REST API Authorization - dogtagpki/pki GitHub Wiki
PKI uses Tomcat and RESTEasy to provide REST API authorization.
PKI executes several pre-process interceptors before executing a REST method to verify whether the user has the required authorization:
-
authentication method verification
-
group membership (access control list) verification
See also PreProcessInterceptor.
The @AuthMethodMapping annotation is used to map a REST method to a list of allowed authentication methods.
@Path("")
public interface CertResource {
@GET
@Path("agent/certs/{id}")
@Produces({ MediaType.APPLICATION_XML, MediaType.APPLICATION_JSON })
@ACLMapping("agent.certs")
@AuthMethodMapping("agent")
public CertData reviewCert(@PathParam("id") CertId id);
}
The list can be stored in <instance>/<subsystem>/conf/auth-method.properties. By default it will use the following configuration:
default = * account = certUserDBAuthMgr,passwdUserDBAuthMgr admin = certUserDBAuthMgr agent = certUserDBAuthMgr securityDomain.installToken = passwdUserDBAuthMgr
The AuthMethodInterceptor will validate the actual authentication method used by the user against the list.
The @ACLMapping annotation is used to map a REST method to a list of ACL’s.
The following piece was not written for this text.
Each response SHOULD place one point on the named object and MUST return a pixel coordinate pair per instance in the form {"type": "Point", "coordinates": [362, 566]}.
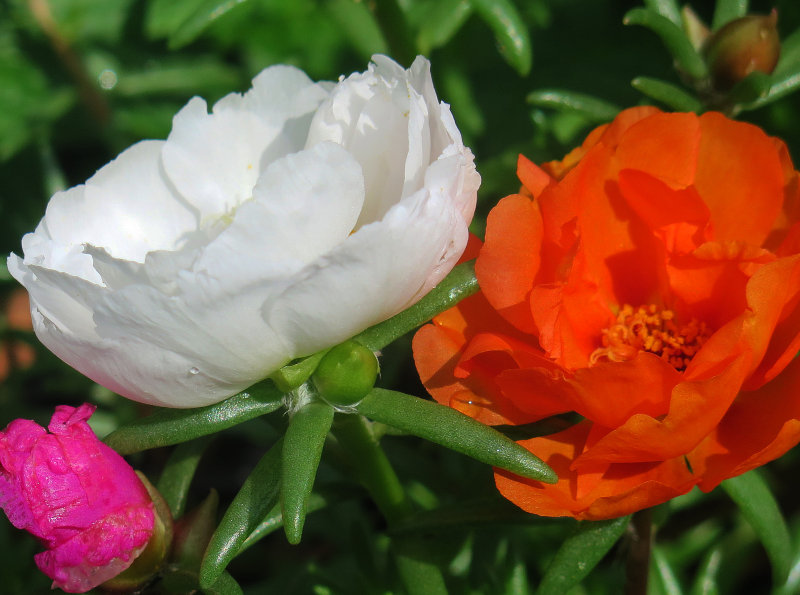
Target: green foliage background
{"type": "Point", "coordinates": [80, 80]}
The list is stored in WEB-INF/auth.properties, for example:
account.login = certServer.ca.account,login account.logout = certServer.ca.account,logout admin.users = certServer.ca.users,execute admin.groups = certServer.ca.groups,execute admin.kraconnector = certServer.ca.connectorInfo,modify agent.certrequests = certServer.ca.certrequests,execute agent.certs = certServer.ca.certs,execute securityDomain.installToken = certServer.securitydomain.domainxml,read
The ACLInterceptor will validate whether the user belongs to the group specified in the ACL and has permission to execute the operation.